V241: Rectus sheath colposuspension with polypropylene mesh for vaginal vault prolapse repair
VideoIntroduction and Objectives
Vaginal vault prolapse after previous hysterectomy is a challenging form of pelvic organ prolapse since 75% of affected women have a concomitant cysto-, recto- and/or enterocele. This video demonstrates transabdominal vaginal vault prolapse repair with rectus sheath colposuspension using polypropylene mesh.
Vaginal examination and cystoscopy are performed to evaluate the extent of cysto-, recto- and enterocele.

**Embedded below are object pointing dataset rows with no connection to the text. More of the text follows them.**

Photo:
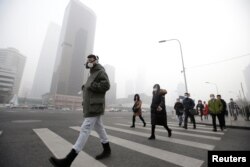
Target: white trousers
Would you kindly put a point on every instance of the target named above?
(87, 125)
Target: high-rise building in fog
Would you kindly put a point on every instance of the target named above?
(76, 42)
(111, 94)
(45, 67)
(247, 80)
(12, 64)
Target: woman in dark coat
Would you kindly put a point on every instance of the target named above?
(137, 110)
(158, 111)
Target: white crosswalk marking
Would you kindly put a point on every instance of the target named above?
(172, 140)
(179, 133)
(171, 157)
(195, 130)
(198, 126)
(60, 147)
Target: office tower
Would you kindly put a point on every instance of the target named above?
(45, 67)
(12, 64)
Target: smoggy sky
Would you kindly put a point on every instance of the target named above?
(127, 35)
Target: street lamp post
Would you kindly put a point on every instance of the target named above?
(215, 86)
(183, 67)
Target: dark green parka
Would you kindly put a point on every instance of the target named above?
(94, 92)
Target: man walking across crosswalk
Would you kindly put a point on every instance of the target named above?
(94, 92)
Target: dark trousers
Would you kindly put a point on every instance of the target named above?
(133, 120)
(214, 120)
(222, 117)
(188, 114)
(153, 129)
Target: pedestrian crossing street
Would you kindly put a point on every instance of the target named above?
(201, 138)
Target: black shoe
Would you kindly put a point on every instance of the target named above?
(65, 162)
(169, 133)
(106, 152)
(152, 137)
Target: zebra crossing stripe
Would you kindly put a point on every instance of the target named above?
(164, 155)
(198, 126)
(163, 138)
(175, 125)
(60, 147)
(196, 130)
(178, 133)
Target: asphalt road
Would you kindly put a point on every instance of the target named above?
(23, 136)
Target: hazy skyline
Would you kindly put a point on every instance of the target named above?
(127, 35)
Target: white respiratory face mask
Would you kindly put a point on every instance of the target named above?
(90, 65)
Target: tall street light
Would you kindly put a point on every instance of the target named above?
(183, 67)
(215, 86)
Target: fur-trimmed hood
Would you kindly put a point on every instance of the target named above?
(163, 91)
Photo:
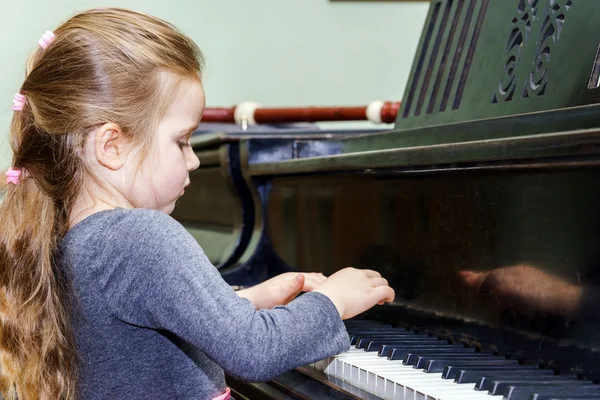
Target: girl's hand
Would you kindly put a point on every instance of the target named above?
(281, 289)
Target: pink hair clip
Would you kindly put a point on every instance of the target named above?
(47, 38)
(13, 175)
(19, 102)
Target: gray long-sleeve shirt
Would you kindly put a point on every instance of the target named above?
(154, 319)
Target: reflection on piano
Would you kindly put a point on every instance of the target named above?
(480, 207)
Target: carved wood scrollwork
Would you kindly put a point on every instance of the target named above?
(525, 20)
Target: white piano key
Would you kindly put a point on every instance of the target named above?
(390, 379)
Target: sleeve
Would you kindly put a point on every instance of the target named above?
(161, 279)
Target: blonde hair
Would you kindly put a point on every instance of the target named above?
(103, 66)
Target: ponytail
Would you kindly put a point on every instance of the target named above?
(100, 66)
(37, 348)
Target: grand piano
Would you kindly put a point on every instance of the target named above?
(481, 207)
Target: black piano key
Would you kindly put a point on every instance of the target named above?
(462, 375)
(375, 345)
(410, 357)
(386, 349)
(496, 386)
(419, 360)
(525, 392)
(438, 365)
(362, 341)
(354, 337)
(538, 396)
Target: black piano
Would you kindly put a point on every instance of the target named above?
(481, 207)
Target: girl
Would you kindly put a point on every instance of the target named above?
(102, 293)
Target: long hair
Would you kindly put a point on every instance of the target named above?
(103, 66)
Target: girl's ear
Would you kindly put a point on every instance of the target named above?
(111, 146)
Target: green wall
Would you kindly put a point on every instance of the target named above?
(276, 52)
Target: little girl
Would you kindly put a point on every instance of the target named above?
(102, 294)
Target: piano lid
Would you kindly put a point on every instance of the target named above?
(483, 59)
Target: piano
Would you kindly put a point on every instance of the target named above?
(481, 206)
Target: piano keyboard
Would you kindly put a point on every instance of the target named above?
(396, 364)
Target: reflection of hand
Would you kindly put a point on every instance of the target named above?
(536, 288)
(281, 289)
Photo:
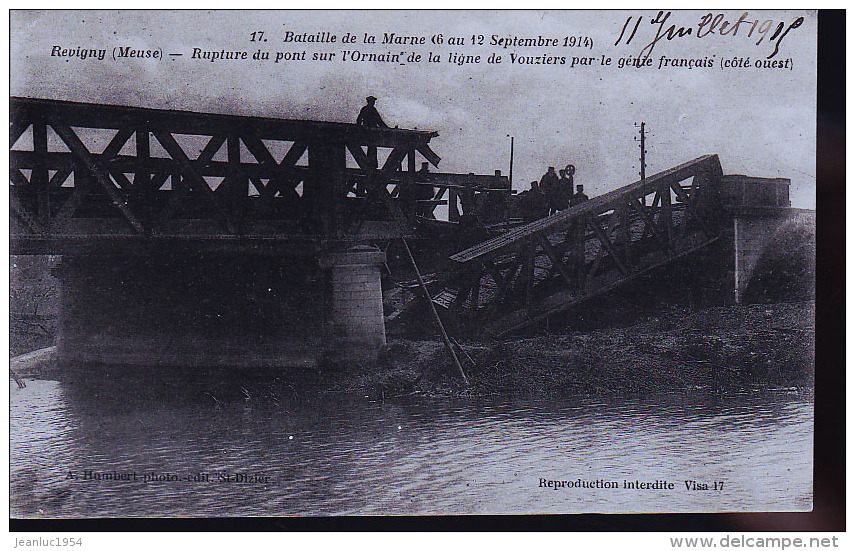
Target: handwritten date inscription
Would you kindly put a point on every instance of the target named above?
(710, 24)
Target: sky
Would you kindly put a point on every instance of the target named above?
(760, 121)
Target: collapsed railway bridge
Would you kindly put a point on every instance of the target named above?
(195, 239)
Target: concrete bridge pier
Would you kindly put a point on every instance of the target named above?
(760, 208)
(355, 327)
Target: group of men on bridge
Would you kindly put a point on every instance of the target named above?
(552, 194)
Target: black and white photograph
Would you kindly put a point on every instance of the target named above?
(376, 263)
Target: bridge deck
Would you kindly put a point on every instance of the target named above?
(549, 265)
(101, 172)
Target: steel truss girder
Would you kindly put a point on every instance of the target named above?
(554, 263)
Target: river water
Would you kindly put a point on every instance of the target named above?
(74, 455)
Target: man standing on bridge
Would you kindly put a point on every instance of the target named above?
(368, 116)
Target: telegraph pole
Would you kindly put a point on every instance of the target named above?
(511, 168)
(641, 133)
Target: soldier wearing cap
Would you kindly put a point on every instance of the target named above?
(368, 115)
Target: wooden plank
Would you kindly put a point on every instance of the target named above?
(556, 262)
(604, 239)
(690, 205)
(428, 154)
(648, 222)
(594, 206)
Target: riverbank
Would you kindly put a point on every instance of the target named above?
(729, 348)
(722, 349)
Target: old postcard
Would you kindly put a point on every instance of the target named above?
(334, 263)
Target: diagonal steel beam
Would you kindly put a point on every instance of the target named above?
(24, 215)
(197, 182)
(648, 222)
(607, 243)
(690, 205)
(97, 170)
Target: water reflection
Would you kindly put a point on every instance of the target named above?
(342, 454)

Three tissue clamps are applied to the vaginal vault. Through a transverse suprapubic incision the plane between the detrusor and the peritoneum is opened. The tissue clamps in the vagina are pushed upwards, identifying the vaginal vault for dissection. Three sutures of polypropylene zero are placed through the vaginal vault. Cystoscopy is performed to assess the extent of elevation. A sheet of polypropylene mesh 10 x 15 cm is folded double and tied to the three vaginal vault sutures. The free end of the mesh is split in two, each half is pulled through an incision in the rectus sheath on either side, folded down and sutured to itself, and the sheath is closed with polypropylene zero.
We present the results at a minimum of 4 years followup in 40 women with vaginal vault prolapse after previous hysterectomy (mean patient age 60, range 42-82 years). Previous bladder suspension had been performed in 50% of the patients. Pre-operative symptoms included urinary incontinence in 55%, recurrent urinary tract infection in 38% and incomplete bladder emptying in 30%. Concomitant rectocele repair was performed in 30%, a midurethral sling was placed in 20% and Burch colpopexy was performed in 5%. The most common complication was occurrence of a secondary rectocele in 17.5% requiring subsequent posterior repair. Vaginal vault prolapse recurred in 5% and secondary stress incontinence occurred in 2.5% of cases.
Rectus sheath colposuspension with polypropylene mesh using an open extraperitoneal approach is a simple and cost-effective surgical technique for the treatment of severe vaginal vault prolapse. The main advantage, compared to transperitoneal open or laparoscopic sacrocolposuspension, is that it is an extraperitoneal procedure, with consequently lower morbidity.